I've thought about it and my vote for #2 is Ditko's "Avenging World."

Anonymous said...

Didn't mention Melmoth (I consider it one of my favorites, although I enjoyed them all). I hope it's safe to assume that will be remastered in due time. Btw I got all of the volumes through various means, took me a year to read (Damn Torah Commentaries!). Now that I'm finding myself wasting my money buying the remastered editions I must ask myself "Is it worth it?"

The answer, I tell myself as I look through the pages of CS remastered is a resounding yes.

Anonymous said...

How are we evaluating "most controversial"? Mike Diana's "Boiled Angel" is the first comic that comes to mind that is more controversial than anything Dave Sim did. Not only was it criminally prosecuted, but it got extensive coverage in the comics press at the time.

"CO", was "Avenging World" controversial? Ditko's objectivism was no surprise at that point. I can't remember reading anything about that; can you assist?

"Void Indigo" I recall had a lot of torture in it, before settling down to a fairly typical Steve Gerber superhero story. Funny; only a few years later it would look tame. And there was Barry Blair's "Ripper", which got a fair amount of attention for both violence and racism.

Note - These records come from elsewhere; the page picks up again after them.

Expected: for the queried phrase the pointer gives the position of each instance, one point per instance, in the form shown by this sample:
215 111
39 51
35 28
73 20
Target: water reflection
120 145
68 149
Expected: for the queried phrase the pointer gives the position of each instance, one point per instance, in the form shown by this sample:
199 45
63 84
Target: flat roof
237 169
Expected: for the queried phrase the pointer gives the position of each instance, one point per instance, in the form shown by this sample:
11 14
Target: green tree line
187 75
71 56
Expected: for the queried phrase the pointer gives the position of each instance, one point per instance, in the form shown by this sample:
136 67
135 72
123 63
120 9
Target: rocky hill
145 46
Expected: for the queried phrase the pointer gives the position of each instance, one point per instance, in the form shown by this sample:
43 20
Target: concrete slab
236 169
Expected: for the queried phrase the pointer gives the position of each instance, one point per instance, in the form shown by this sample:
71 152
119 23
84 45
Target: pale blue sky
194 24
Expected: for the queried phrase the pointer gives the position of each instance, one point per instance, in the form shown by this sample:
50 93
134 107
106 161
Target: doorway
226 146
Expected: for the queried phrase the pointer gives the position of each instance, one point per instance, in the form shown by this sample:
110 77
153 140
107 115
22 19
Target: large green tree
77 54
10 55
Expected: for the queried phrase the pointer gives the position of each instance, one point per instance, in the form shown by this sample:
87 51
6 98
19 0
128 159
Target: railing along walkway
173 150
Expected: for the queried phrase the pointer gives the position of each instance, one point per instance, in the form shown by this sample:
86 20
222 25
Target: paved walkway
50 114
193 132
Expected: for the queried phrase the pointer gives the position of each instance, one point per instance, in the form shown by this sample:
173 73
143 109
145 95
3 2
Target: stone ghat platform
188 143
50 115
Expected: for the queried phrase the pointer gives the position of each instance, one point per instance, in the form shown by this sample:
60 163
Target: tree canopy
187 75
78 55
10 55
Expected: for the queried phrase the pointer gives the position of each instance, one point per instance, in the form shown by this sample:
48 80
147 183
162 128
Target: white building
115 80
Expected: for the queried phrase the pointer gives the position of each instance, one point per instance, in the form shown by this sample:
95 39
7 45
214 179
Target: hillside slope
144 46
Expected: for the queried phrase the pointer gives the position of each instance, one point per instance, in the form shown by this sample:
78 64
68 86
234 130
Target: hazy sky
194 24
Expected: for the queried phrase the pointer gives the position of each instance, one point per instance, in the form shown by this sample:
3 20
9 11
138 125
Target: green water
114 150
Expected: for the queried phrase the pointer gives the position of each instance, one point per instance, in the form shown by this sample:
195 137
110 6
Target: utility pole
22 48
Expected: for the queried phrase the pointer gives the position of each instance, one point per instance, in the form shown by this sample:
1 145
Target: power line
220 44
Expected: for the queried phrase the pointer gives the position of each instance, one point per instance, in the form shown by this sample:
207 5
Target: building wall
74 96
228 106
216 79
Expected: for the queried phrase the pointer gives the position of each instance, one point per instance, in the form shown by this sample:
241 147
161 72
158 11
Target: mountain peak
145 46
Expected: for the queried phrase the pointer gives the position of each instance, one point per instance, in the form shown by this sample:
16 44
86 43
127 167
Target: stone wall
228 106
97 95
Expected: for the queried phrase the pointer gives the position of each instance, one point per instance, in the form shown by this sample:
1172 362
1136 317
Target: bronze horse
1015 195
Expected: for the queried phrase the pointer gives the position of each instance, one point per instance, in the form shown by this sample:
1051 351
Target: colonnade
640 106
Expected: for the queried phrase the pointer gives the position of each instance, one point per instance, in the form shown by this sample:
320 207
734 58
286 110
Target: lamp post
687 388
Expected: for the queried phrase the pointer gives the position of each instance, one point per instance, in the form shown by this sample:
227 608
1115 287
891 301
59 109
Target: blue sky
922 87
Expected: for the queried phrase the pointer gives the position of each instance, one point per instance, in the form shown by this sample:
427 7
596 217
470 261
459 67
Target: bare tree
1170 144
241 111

In mainstream comics, that issue of "The Hulk!" or "Rampaging Hulk!" or whatever it was called, where Bruce Banner almost got raped at the YMCA, got its fair share of ink. And of course there was Rick Veitch's "Swamp Think meets Jesus" story, but I'm not sure that counts as it was never published -- a fate Dave, as a self-publisher, never had to face.